Metrics such as Accuracy (ACC) and Area Under the ROC Curve (AUC) for binary tasks, and Mean Absolute Error (MAE) for continuous predictions, quantify performance.

Results and Analysis

• Binary Generation: High performance with up to 91% accuracy and 88% AUC was achieved using sentence embeddings, verifying the effectiveness of PEEK compared to more traditional hidden representation methods.

Figure 3: Effect of changing the number of negative samples in GPT models for knowledge graphs.

• Negative Sampling & Fine Tuning: Results indicate that models generally perform better with increased negative samples, reflecting natural class imbalances. Furthermore, linear tuning was competitive with more complex LoRA tuning, suggesting minimal fine-tuning is sufficient.

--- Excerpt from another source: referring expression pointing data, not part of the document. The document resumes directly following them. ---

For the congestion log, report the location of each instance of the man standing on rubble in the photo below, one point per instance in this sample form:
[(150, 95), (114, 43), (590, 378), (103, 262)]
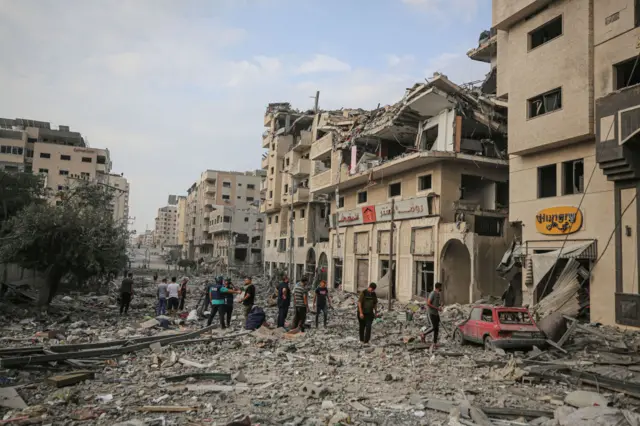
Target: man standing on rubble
[(249, 296), (284, 300), (126, 291), (367, 311), (300, 304), (162, 298)]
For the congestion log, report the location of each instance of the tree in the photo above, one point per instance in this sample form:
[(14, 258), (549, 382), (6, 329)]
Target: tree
[(77, 238)]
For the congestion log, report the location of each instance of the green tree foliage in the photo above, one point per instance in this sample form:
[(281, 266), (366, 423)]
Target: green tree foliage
[(77, 238)]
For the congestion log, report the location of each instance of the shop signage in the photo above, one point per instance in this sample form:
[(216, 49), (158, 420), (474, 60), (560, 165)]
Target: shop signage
[(559, 220)]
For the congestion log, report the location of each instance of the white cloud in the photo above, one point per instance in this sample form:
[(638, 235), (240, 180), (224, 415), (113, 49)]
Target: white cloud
[(323, 63)]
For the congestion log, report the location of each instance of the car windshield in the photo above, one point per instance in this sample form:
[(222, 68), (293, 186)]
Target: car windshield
[(514, 317)]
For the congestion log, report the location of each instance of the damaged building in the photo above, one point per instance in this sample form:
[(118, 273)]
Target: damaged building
[(440, 156), (573, 144), (296, 221)]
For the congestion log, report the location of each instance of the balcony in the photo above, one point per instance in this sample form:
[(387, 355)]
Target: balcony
[(303, 142), (301, 168), (301, 196), (321, 149), (218, 228)]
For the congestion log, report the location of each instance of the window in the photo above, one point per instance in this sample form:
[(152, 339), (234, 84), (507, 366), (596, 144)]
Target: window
[(573, 177), (547, 181), (424, 183), (545, 103), (362, 197), (395, 189), (545, 33), (625, 75)]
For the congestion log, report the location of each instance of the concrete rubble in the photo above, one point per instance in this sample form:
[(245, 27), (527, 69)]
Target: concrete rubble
[(129, 371)]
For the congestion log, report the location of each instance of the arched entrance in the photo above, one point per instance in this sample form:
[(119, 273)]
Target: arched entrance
[(311, 265), (455, 276), (323, 267)]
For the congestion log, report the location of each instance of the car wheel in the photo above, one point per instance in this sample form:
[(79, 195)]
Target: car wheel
[(488, 343)]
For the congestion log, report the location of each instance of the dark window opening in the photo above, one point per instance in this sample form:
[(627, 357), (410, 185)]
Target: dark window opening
[(573, 177), (547, 181), (489, 226), (545, 103), (395, 189), (545, 33), (626, 73), (424, 183)]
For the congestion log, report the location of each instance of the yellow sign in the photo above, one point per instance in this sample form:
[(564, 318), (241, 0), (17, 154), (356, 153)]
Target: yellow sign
[(559, 220)]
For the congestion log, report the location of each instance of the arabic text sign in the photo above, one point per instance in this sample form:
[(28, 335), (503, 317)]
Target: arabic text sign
[(559, 220)]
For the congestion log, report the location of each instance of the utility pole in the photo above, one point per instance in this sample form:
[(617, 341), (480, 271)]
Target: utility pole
[(391, 269)]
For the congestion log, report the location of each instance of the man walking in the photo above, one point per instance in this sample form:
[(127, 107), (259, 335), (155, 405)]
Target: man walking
[(300, 304), (322, 302), (284, 300), (435, 307), (367, 310), (249, 296), (162, 297), (174, 296), (126, 291)]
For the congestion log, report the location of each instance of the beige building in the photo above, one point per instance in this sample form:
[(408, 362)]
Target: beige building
[(61, 156), (166, 227), (212, 192), (565, 68), (296, 221), (436, 163)]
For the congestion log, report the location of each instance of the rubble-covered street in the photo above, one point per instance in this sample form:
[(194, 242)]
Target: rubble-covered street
[(85, 364)]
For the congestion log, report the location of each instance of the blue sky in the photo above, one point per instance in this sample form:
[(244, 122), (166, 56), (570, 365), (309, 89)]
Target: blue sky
[(176, 87)]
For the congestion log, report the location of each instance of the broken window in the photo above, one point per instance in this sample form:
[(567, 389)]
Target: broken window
[(424, 183), (545, 103), (545, 33), (573, 177), (626, 74), (395, 189), (547, 181)]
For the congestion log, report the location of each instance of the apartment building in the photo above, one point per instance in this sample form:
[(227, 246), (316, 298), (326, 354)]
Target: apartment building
[(435, 164), (296, 221), (566, 69), (166, 227), (213, 191), (61, 156)]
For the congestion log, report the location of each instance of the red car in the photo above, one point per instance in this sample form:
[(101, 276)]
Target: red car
[(500, 327)]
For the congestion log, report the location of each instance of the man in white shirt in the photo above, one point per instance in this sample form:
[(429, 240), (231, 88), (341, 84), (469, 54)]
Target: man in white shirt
[(174, 296)]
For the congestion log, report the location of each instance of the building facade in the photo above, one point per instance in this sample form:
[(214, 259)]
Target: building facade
[(566, 69), (296, 221)]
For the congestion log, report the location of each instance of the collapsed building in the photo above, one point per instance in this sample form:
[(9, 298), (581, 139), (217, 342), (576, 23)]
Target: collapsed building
[(439, 156)]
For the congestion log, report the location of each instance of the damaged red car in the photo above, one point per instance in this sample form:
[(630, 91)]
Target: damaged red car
[(500, 327)]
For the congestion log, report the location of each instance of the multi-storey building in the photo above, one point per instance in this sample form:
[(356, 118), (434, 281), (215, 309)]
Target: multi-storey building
[(61, 156), (296, 221), (435, 165), (166, 226), (569, 71), (213, 191)]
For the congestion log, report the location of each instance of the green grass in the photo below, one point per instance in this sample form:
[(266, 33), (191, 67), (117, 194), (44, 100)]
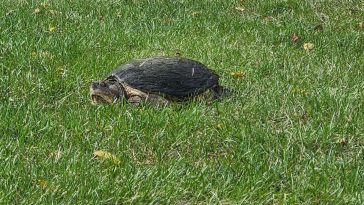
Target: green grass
[(291, 134)]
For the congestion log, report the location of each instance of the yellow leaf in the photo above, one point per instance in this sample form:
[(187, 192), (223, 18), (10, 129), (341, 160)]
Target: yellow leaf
[(308, 46), (239, 8), (99, 154), (237, 74)]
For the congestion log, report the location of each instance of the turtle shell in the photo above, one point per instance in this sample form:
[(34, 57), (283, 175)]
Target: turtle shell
[(173, 77)]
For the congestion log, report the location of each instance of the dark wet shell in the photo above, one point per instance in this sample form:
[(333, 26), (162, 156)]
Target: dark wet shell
[(174, 77)]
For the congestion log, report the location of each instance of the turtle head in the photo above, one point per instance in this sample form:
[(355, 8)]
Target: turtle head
[(106, 91)]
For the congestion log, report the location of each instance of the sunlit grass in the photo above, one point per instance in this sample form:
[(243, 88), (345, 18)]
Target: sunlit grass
[(292, 133)]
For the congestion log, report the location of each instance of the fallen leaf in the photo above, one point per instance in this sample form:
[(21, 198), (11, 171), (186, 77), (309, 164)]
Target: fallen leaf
[(343, 141), (239, 8), (318, 27), (308, 46), (268, 18), (295, 38), (106, 155), (42, 183), (361, 25), (195, 13), (45, 4), (9, 12), (36, 11), (237, 74), (219, 126), (52, 29)]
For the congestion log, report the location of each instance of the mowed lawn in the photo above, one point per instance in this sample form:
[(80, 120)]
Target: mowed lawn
[(292, 132)]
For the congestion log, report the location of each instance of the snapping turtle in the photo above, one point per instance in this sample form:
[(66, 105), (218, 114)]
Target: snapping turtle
[(158, 81)]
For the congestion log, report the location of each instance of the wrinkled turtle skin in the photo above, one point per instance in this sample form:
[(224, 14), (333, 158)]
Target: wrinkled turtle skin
[(158, 81)]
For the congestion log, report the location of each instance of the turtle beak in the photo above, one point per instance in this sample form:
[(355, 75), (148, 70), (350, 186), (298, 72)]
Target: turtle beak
[(100, 93)]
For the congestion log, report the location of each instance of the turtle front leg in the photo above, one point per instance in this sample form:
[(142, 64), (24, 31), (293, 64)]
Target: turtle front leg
[(135, 100), (156, 100)]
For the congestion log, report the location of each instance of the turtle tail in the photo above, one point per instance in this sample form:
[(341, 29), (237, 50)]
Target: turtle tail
[(219, 91)]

Figure 4: Effect of changing the number of negative samples in Llama3.1-8B for knowledge graphs.

Conclusion

This research introduces PEEK as a scalable method to probe LLM knowledge efficiently. By adapting pre-trained embeddings, PEEK provides an avenue to assess knowledge without requiring costly computations linked with direct LLM querying. Future directions could explore how these proxy embeddings dynamically adapt as LLMs evolve and expand their knowledge bases. Additionally, understanding the implications of embedding-based knowledge probing on the continual learning and updating of LLMs could be a significant area of further research.